Log the given configuration dictionary at the given epoch.

Parameters:

  • config (dict[str, Any]) –

    A JSON-serializable dictionary representing the configuration to log.

  • epoch (int) –

    The epoch number at which the configuration is logged.

log_epoch

log_epoch(
    logs: dict[str, float],
    epoch: int,
    epochs: int | None = None,
    elapsed: float | None = None,
) -> Self

Log metrics collected during a given epoch.

Parameters:

  • logs (dict[str, float]) –

    A dictionary of logged metrics for the epoch.

  • epoch (int) –

    The epoch number at which the logs were collected.

  • epochs (int | None, default: None ) –

    The total number of epochs, if known.

  • elapsed (float | None, default: None ) –

    The time elapsed during the epoch, in seconds, if known.

log_figure

log_figure(
    label: str,
    figure: Any,
    epoch: int,
    tight_layout: bool = True,
    close: bool = True,
) -> Self

Log the given matplotlib Figure with the given label at the given epoch.

Parameters:

  • label (str) –

    The label of the logged image.

  • figure (Any) –

    A matplotlib Figure.

  • epoch (int) –

    The epoch number at which the image is logged.
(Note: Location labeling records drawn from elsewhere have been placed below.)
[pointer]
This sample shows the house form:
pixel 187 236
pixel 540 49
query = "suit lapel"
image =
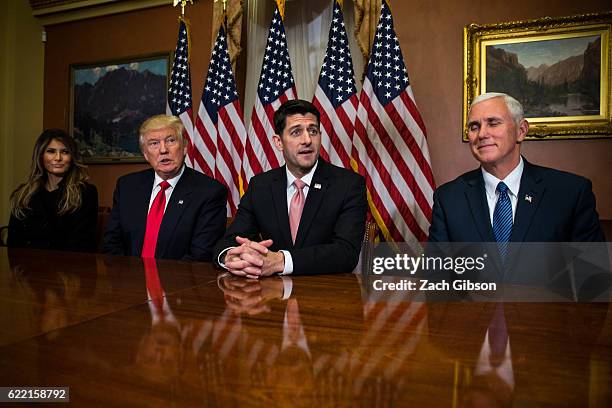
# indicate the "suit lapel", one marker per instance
pixel 529 198
pixel 143 197
pixel 279 197
pixel 179 200
pixel 316 191
pixel 477 201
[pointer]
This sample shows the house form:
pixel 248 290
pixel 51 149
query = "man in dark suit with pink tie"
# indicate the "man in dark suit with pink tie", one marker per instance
pixel 306 217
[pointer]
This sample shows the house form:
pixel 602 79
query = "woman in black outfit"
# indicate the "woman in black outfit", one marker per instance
pixel 56 208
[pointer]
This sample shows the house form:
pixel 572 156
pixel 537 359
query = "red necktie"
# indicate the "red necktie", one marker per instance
pixel 154 288
pixel 156 214
pixel 296 207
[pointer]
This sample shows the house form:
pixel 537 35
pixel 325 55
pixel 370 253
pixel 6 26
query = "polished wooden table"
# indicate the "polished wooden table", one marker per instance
pixel 122 333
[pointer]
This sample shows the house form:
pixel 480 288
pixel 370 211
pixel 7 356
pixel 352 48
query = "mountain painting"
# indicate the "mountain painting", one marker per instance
pixel 551 78
pixel 110 102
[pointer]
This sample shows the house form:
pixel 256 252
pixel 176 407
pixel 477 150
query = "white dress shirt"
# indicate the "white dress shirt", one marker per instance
pixel 173 182
pixel 291 189
pixel 512 180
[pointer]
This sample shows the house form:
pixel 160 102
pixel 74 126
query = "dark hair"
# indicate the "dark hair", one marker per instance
pixel 73 180
pixel 293 107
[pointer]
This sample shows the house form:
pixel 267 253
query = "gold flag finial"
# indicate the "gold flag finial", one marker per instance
pixel 224 4
pixel 183 4
pixel 281 8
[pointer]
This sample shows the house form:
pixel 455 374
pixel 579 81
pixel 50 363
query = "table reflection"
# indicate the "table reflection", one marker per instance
pixel 121 332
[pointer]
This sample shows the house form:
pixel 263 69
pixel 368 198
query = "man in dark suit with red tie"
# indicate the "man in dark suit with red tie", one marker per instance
pixel 168 211
pixel 306 217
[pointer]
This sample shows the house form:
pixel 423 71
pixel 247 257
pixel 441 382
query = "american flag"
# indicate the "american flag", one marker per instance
pixel 336 95
pixel 219 122
pixel 179 92
pixel 390 142
pixel 276 85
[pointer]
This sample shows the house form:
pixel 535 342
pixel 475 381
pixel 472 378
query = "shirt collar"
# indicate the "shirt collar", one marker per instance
pixel 306 178
pixel 512 180
pixel 173 181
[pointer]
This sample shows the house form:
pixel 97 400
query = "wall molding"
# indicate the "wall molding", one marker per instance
pixel 51 12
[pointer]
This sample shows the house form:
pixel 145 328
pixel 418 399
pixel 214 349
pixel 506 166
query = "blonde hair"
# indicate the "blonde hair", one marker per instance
pixel 162 122
pixel 73 180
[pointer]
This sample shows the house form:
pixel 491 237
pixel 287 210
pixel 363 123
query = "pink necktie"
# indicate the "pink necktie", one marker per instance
pixel 296 207
pixel 156 214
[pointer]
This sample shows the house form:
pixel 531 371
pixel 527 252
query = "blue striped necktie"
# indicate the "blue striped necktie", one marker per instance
pixel 502 220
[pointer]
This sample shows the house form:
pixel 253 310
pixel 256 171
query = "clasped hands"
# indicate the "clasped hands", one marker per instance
pixel 253 259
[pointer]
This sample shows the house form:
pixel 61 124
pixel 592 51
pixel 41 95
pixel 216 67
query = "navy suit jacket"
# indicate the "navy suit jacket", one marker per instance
pixel 553 206
pixel 331 228
pixel 194 219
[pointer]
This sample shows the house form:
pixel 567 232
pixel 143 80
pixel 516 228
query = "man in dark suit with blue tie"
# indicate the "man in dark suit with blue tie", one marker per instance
pixel 509 199
pixel 169 211
pixel 306 217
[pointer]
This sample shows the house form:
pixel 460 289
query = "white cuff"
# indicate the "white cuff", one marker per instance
pixel 287 287
pixel 222 256
pixel 288 269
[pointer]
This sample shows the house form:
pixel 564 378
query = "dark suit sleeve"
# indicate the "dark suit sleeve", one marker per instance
pixel 210 225
pixel 83 236
pixel 113 237
pixel 244 224
pixel 586 227
pixel 438 230
pixel 342 253
pixel 16 235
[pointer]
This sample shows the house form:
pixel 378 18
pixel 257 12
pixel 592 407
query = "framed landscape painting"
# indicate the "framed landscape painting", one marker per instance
pixel 558 68
pixel 110 100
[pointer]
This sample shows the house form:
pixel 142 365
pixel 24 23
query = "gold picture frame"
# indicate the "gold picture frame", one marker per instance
pixel 565 96
pixel 110 99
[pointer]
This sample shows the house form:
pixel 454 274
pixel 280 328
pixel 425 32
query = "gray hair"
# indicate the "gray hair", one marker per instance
pixel 514 107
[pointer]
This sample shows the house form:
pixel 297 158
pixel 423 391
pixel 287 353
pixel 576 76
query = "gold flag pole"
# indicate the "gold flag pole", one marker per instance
pixel 183 4
pixel 224 15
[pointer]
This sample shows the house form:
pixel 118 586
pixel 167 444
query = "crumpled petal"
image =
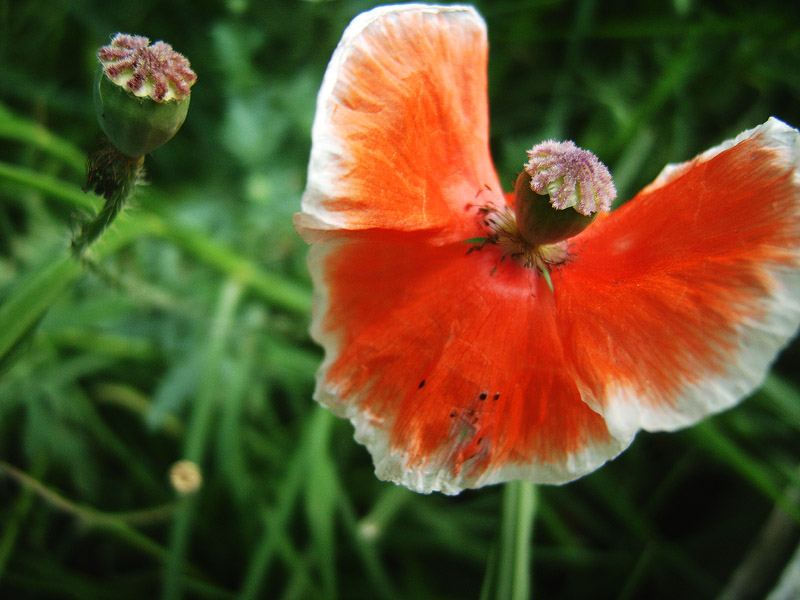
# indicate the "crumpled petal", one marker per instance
pixel 401 132
pixel 458 366
pixel 687 292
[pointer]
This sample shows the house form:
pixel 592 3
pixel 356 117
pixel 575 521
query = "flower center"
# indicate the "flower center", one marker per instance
pixel 558 194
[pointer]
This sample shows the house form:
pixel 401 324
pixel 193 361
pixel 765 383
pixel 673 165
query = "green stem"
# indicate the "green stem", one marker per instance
pixel 516 531
pixel 114 176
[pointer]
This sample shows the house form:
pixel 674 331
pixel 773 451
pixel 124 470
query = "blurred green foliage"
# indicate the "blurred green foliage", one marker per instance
pixel 188 339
  • tight_layout (bool, default: True ) –

    Whether to apply tight layout to the figure before logging it.

  • close (bool, default: True ) –

    Whether to close the figure after logging it.

log_graph

log_graph(graph: Module, data: TensorOrTensors, epoch: int) -> Self

Log the given computation graph by tracing it with the given data.

Alternatively, loggers may choose to log the graph using TorchScript or other mechanisms.

Parameters:

  • graph (Module) –

    The computation graph to log, represented as a PyTorch module.

  • data (TensorOrTensors) –

    The input data to use for tracing the computation graph.

  • epoch (int) –

    The epoch number at which the computation graph is logged.

log_image

log_image(label: str, image: AnyArray, epoch: int) -> Self

Log the given image with the given label at the given epoch.

Parameters:

  • label (str) –

    The label of the logged image.

  • image (AnyArray) –

    The image to log, represented as an array, which can have any of the following shapes:

    • (H, W) or (H, W, 1) for grayscale images,
    • (H, W, 2) for grayscale images with alpha channel,
    • (H, W, 3) for RGB images,
    • (H, W, 4) for RGBA images.

    If the pixel values are floating-point numbers, they are expected to be in the [0, 1] range; otherwise, they are assumed to be in the [0, 255] range.

  • epoch (int) –

    The epoch number at which the image is logged.

log_text

log_text(label: str, text: str, epoch: int) -> Self

Log the given text with the given label at the given epoch.

Parameters:

  • label (str) –

    The label of the logged text.

  • text (str) –

    The text to log.

  • epoch (int) –

    The epoch number at which the text is logged.